Partial differential equations

An ordinary differential equation is one with (ordinary) derivatives of functions of a single variable each—time, in many applications. These typically describe quantities in some sort of lumped-parameter way: mass as a “point particle,” a spring’s force as a function of time-varying displacement across it, a resistor’s current as a function of time-varying voltage across it. Given the simplicity of such models in comparison to the wildness of nature, it is quite surprising how well they work for a great many phenomena. For instance, electronics, rigid body mechanics, population dynamics, bulk fluid mechanics, and bulk heat transfer can be lumped-parameter modeled.

However, as we saw in (vecs?), there are many phenomena of which we require more detailed models. These include:

• detailed fluid mechanics,

• detailed heat transfer,

• solid mechanics,

• electromagnetism, and

• quantum mechanics.

In many cases, what is required to account for is the time-varying spatial distribution of a quantity. In fluid mechanics, we treat a fluid as having quantities such as density and velocity that vary continuously over space and time. Deriving the governing equations for such phenomena typically involves vector calculus; we observed in (vecs?) that statements about quantities like the divergence (e.g., continuity) can be made about certain scalar and vector fields. Such statements are governing equations (e.g., the continuity equation) and they are partial differential equations (PDEs) because the quantities of interest, called dependent variables (e.g., density and velocity), are both temporally and spatially varying (temporal and spatial variables are therefore called independent variables).
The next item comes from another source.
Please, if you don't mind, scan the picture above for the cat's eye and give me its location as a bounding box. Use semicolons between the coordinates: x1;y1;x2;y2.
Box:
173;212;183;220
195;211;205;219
In this chapter, we explore the analytic solution of PDEs. This is related to but distinct from the numeric solution (i.e., simulation) of PDEs, which is another important topic. Many PDEs have no known analytic solution, so for these numeric solution is the best available option.¹ However, it is important to note that the insight one can gain from an analytic solution is often much greater than that from a numeric solution. This is easily understood when one considers that a numeric solution is an approximation for a specific set of initial and boundary conditions. Typically, very little can be said of what would happen in general, although this is often what we seek to know. So, despite the importance of numeric solution, one should always prefer an analytic solution.

Three good texts on PDEs for further study are Kreyszig (2011, Ch. 12), Strauss (2007), and Haberman (2018).